Example of the old version:

user interface

Dependencies

$ virtualenv env                # optional: use virtualenv
$ source env/bin/activate       # optional: use virtualenv
$ pip install -r requirements.txt

There is still some legacy code from arxiv-sanity that require some of the packages in the requirement.

Processing pipeline

  1. Install and start MongoDB
  2. Optional - Run fetch_papers.py to collect all paper from arXiv. Run fetch_citations_and_references.py to collect data from semanticScholar.org.
  3. Create twitter.txt with your Twitter API credentials (values of consumer key and secret, in separate lines). You can also add accounts to the twitter_users.json file.
  4. Run run_background_tasks.py to start background tasks scheduler.
  5. Run the flask server with serve.py.

Old version - Generating the network graph

After fetching papers from arXiv you can build the network graph by running the notebook graph_generator.ipynb. It will overwrite the static/network_data.json.
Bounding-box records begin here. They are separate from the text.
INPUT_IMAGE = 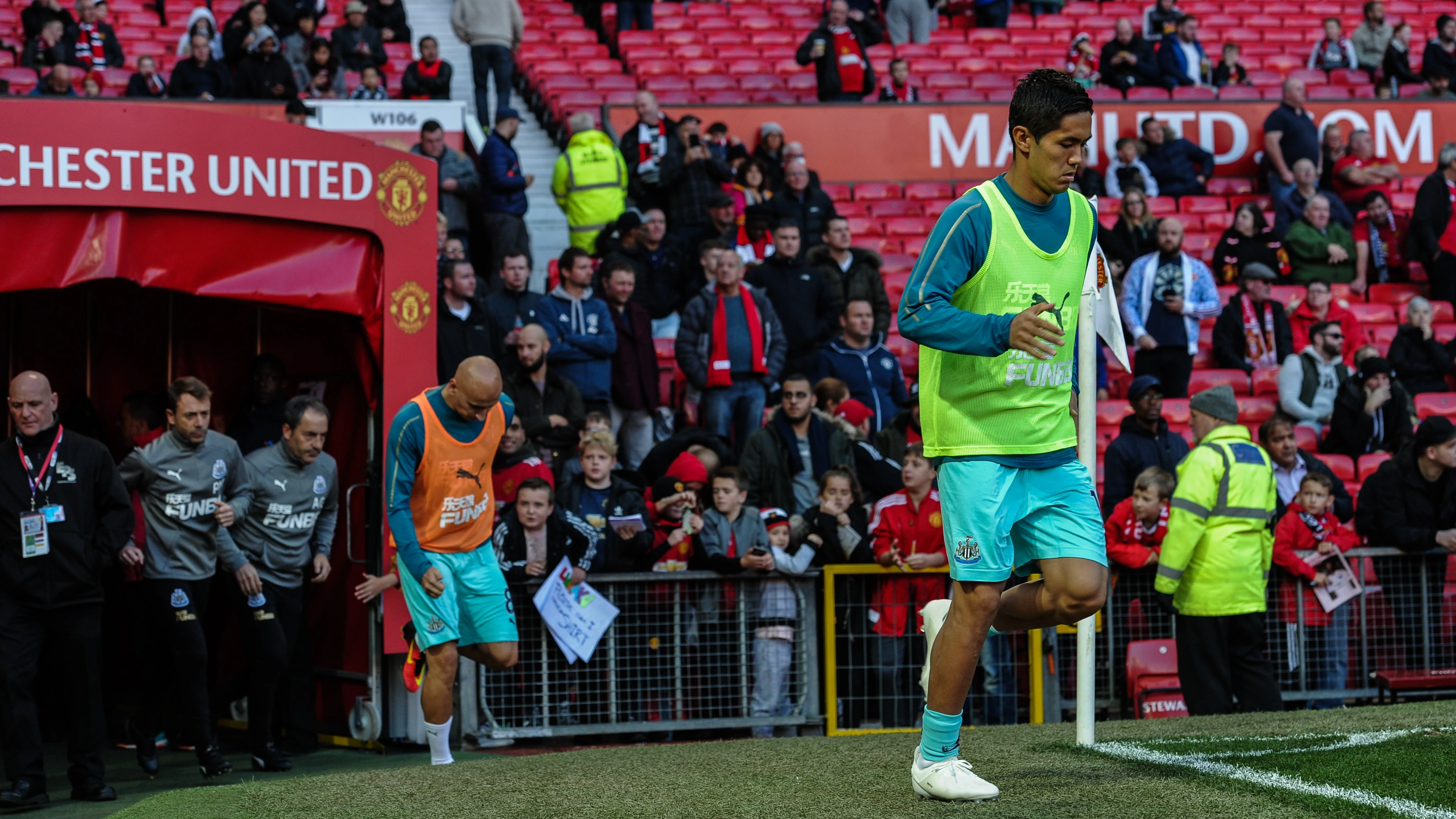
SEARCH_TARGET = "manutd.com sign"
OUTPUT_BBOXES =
[610,100,1456,182]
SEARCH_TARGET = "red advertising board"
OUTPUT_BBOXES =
[609,100,1456,182]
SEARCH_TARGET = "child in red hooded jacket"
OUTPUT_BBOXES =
[1274,473,1360,708]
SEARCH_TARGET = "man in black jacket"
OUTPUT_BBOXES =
[0,371,132,809]
[491,477,597,583]
[1356,415,1456,668]
[1408,143,1456,301]
[1260,415,1356,524]
[794,0,885,102]
[769,160,837,250]
[1213,262,1294,372]
[435,260,501,384]
[1099,17,1162,93]
[1102,375,1188,518]
[556,429,652,572]
[747,220,839,372]
[505,324,587,471]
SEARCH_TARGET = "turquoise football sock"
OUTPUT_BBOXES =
[920,706,961,762]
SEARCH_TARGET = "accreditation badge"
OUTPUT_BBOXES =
[20,512,51,557]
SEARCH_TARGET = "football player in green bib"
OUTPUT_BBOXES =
[900,68,1106,802]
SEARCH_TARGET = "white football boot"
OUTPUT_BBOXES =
[910,745,1000,802]
[920,599,951,694]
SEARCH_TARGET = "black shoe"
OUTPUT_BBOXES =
[253,742,293,774]
[72,780,117,802]
[131,727,162,780]
[0,780,51,809]
[196,745,233,780]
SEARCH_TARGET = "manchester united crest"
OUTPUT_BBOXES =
[389,281,429,335]
[374,160,429,227]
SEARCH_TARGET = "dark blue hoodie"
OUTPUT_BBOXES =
[814,333,910,432]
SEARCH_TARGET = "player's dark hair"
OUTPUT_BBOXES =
[283,396,329,429]
[167,375,212,412]
[1006,68,1092,140]
[516,477,556,503]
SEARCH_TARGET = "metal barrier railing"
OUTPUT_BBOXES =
[476,572,821,739]
[824,563,1040,736]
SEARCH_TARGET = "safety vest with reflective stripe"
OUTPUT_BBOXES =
[550,129,628,253]
[1155,423,1278,617]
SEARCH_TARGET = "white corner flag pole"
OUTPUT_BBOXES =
[1078,279,1098,745]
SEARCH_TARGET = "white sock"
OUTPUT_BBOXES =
[425,716,454,765]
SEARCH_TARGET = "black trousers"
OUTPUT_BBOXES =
[135,577,212,751]
[1133,346,1193,399]
[233,581,313,751]
[1178,611,1284,717]
[1425,253,1456,301]
[0,598,106,790]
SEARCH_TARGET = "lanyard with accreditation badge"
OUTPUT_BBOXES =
[15,425,66,557]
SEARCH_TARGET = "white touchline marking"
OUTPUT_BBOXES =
[1092,729,1456,819]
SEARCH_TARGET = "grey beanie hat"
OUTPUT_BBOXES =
[1188,384,1239,423]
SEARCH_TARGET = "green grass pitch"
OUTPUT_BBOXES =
[117,703,1456,819]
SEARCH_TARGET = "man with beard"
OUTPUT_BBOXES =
[505,324,587,468]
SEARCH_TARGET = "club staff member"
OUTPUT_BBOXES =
[384,355,517,765]
[121,377,258,780]
[233,396,339,771]
[0,371,133,809]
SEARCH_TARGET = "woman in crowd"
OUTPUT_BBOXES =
[297,36,346,99]
[1096,188,1157,276]
[178,6,223,60]
[753,122,783,191]
[1386,295,1451,396]
[733,159,773,221]
[1210,202,1299,285]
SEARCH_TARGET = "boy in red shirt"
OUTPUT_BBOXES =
[1274,473,1360,708]
[869,444,946,727]
[1104,467,1177,704]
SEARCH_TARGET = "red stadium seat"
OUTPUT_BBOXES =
[855,182,901,202]
[1415,393,1456,419]
[1356,453,1390,481]
[1315,454,1356,480]
[1369,282,1425,304]
[1350,301,1395,324]
[1188,370,1249,396]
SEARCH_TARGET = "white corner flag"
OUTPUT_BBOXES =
[1082,196,1133,372]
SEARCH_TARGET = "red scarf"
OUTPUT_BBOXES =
[708,287,769,388]
[409,60,443,99]
[1239,294,1278,366]
[830,26,865,93]
[1123,503,1168,548]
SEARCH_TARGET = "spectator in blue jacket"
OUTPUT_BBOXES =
[814,298,910,432]
[480,105,536,284]
[537,247,617,415]
[1157,15,1211,89]
[1143,117,1213,196]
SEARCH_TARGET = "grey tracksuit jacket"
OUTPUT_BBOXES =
[232,441,339,589]
[121,429,253,581]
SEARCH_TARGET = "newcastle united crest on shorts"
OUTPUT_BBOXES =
[955,535,981,563]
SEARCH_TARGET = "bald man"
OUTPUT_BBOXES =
[0,371,133,809]
[384,355,517,765]
[505,324,587,468]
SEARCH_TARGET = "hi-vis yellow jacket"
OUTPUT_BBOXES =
[1153,423,1278,617]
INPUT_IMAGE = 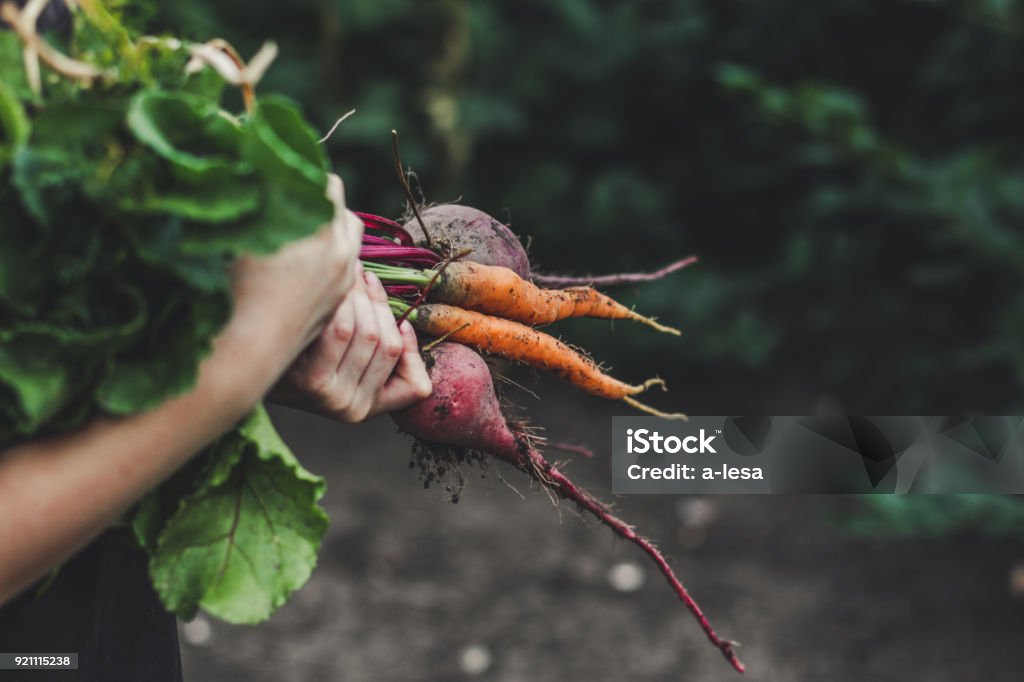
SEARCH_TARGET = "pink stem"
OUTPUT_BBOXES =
[532,256,697,289]
[548,442,594,460]
[354,211,413,246]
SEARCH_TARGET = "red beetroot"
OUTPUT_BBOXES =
[392,342,743,673]
[403,204,529,280]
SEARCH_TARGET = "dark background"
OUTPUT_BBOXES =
[132,0,1024,681]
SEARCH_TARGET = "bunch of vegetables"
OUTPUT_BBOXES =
[359,197,743,672]
[0,0,742,670]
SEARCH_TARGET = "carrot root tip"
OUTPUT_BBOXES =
[623,395,690,422]
[632,313,683,336]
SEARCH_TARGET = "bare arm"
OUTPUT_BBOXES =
[0,177,368,604]
[0,307,288,603]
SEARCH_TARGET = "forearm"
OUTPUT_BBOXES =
[0,307,299,603]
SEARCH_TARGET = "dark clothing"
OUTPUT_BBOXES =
[0,528,181,682]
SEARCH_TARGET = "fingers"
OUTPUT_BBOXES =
[371,321,433,415]
[337,274,381,403]
[302,297,355,395]
[355,272,404,418]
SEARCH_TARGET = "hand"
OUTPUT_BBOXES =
[269,267,431,423]
[225,175,362,376]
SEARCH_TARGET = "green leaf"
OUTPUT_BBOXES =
[96,290,230,415]
[125,90,260,222]
[0,339,72,434]
[150,408,327,623]
[0,31,34,99]
[0,81,32,171]
[127,90,242,179]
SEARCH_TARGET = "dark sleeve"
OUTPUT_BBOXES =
[0,528,181,682]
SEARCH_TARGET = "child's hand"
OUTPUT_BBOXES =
[270,267,431,423]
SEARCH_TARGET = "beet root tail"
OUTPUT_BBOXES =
[526,447,744,673]
[532,256,697,289]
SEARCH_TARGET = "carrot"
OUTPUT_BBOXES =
[432,261,679,336]
[392,301,686,419]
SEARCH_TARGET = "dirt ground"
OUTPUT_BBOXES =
[182,387,1024,682]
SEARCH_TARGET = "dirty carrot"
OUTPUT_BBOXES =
[391,299,686,419]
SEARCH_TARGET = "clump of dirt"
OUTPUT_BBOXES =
[409,438,490,505]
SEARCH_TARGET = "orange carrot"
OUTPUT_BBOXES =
[431,261,679,336]
[409,303,686,419]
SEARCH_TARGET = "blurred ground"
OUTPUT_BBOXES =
[182,388,1024,682]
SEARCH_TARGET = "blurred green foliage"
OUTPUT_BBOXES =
[142,0,1024,414]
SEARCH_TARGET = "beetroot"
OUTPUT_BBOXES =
[392,342,743,673]
[391,342,519,466]
[403,204,529,280]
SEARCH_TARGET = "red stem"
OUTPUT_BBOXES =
[548,442,594,460]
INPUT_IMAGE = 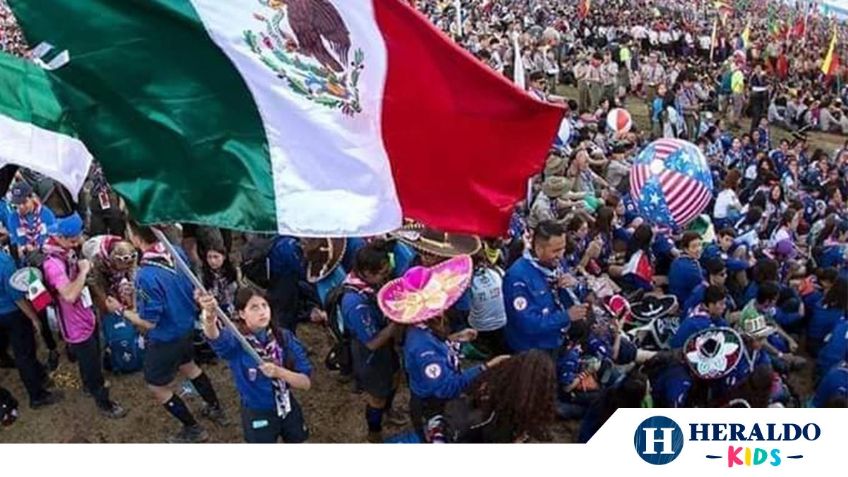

Note: Calculating the physics of the network (nodes' position) is very slow. The current hack is to run it once (by changing the physics settings in network.js) and store the calculated positions. I tried using networkX to calculate the positions, however, the results weren’t pleasing…

Running online

If you’d like to run the flask server online (e.g. AWS) run it as python serve.py --prod.

You also want to create a secret_key.txt file and fill it with random text (see top of serve.py).